In all those cases it's a bit like a general acknowledgment of another, or a request for a response from another.
 

Mr. Tea

Let's Talk About Ceps
Out of the Indo-European languages, English is in a small minority* that don't have gendered nouns (never mind pronouns) - in the Romance languages, inanimate objects are either 'he' or 'she', while it's even more complicate in German as they can be 'he', 'she' or 'it'. It's one of many features of the language that we've lost over the centuries.

*Afrikaans is another, apparently
 
N

nomadologist

Guest
From what I remember of official statistics Baltimore is somewhere around about 65 percent black, 30 percent white and has a pretty negligible, but growing, Latino population. It's far from "obvious" that the root of this word would be Spanish.

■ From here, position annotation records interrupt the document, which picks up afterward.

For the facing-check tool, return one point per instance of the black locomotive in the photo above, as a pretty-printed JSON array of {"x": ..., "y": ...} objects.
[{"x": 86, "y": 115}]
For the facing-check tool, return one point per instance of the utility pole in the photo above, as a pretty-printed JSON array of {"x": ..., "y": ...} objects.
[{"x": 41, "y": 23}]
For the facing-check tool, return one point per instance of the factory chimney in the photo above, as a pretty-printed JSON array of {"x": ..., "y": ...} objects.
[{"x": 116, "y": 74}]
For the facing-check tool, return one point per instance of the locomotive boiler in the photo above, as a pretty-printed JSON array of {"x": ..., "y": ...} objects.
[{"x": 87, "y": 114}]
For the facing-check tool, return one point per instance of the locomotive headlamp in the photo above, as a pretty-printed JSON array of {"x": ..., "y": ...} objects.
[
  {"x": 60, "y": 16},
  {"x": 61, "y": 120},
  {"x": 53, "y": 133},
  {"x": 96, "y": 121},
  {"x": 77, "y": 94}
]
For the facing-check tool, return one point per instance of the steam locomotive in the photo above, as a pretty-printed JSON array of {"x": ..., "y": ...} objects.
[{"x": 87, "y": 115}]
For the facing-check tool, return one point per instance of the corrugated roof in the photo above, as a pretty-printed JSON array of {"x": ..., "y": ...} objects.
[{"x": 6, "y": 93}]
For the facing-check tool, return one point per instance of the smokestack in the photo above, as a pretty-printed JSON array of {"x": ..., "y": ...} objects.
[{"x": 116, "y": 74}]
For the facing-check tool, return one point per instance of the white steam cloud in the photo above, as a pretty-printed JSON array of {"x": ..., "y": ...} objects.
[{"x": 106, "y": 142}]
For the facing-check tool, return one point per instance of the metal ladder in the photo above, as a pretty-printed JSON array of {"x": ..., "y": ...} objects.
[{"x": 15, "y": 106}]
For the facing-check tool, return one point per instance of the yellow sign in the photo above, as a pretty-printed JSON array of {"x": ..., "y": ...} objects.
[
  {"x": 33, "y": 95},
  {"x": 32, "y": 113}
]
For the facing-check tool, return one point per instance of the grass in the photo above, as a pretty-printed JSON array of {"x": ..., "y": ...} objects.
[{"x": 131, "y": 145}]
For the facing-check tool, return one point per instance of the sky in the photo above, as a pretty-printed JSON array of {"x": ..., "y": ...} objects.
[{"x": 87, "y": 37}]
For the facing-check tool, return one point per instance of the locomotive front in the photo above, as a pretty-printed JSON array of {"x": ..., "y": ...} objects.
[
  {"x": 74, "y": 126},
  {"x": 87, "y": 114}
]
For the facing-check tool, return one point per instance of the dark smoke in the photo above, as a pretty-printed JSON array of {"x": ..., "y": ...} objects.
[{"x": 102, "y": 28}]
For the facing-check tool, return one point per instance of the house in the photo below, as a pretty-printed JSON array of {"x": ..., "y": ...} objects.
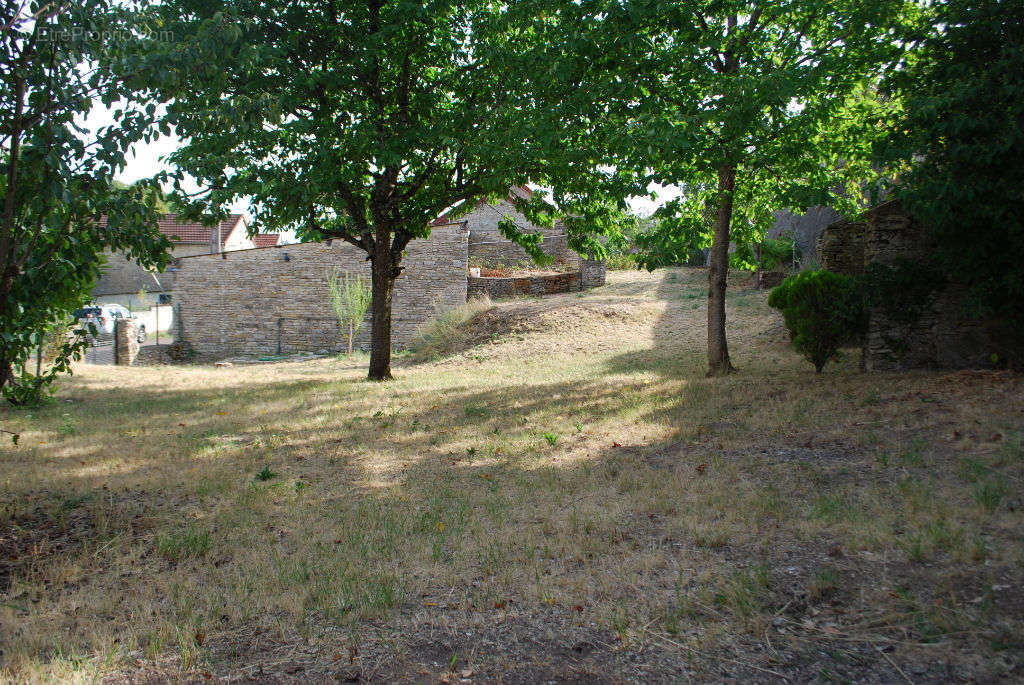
[{"x": 124, "y": 282}]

If you had ever been there, you'd be unlikely to say this.

From what I understood when I was there and thanks to my obsession with The Wire, from what I can gather "yo" appears to be a kind of multi-purpose word: a call for attention (Yo! let's go get some food.); a full point on a sentence (I'm going to get some food, yo."); an appeal for agreement ("Let's go get some food, yo?". also, if you've watched any of The Wire, you have heard Carver, Herc and Kima referring to the hoppers and street kids as "Yos". That would explain the "Teacher isn't a yo" thing. It's a regional verbal tic in many ways, indicative of class status and all kinds of things. In this sense it could totally work as a non-gendered pronoun, but I'm not surprised this hasn't lasted because it's quite a masculine-sounding term

I've been to Baltimore, more than once, and never heard any difference between the way people there use "yo" (the first several uses you list are extremely common all over the U.S.) Of course I haven't been there in the past couple of years. But many many new uses of urban slang in the U.S. *are* thanks to burgeoning latino populations and borrowed slang from spanish-speakers, so it wasn't an entirely strange guess to make about its origins as a pronoun.